Cognadanga capricornica

Scientific classification
- Kingdom: Animalia
- Phylum: Arthropoda
- Clade: Pancrustacea
- Class: Insecta
- Order: Hemiptera
- Suborder: Auchenorrhyncha
- Family: Cicadidae
- Genus: Cognadanga
- Species: C. capricornica
- Binomial name: Cognadanga capricornica Moulds & Marshall, 2025

= Cognadanga capricornica =

- Genus: Cognadanga
- Species: capricornica
- Authority: Moulds & Marshall, 2025

Species of cicada

Cognadanga capricornica is a species of cicada, also known as the asphalt cicada, in the family, Cicadidae, subfamily Cicadettinae and tribe Cicadettini. The species is endemic to Australia. It was described in 2025 by Australian entomologists Maxwell Sydney Moulds and David C. Marshall.

==Etymology==
The specific epithet capricornica refers to the latitude of the species’ type locality.

==Description==
The length of the forewing is 14–15 mm. Body length is 13–15 mm.
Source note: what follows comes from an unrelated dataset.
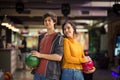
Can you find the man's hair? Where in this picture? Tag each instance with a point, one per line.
(52, 15)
==Distribution and habitat==
The species is known only from the type locality some 20 km north of Alice Springs, in the Northern Territory, in the vicinity of the monument marking the latitude where the Stuart Highway crosses the Tropic of Capricorn. The associated habitat is low grassland.

==Behaviour==
Adult males emit complex buzzing calls of repeated “de-deee” phrases.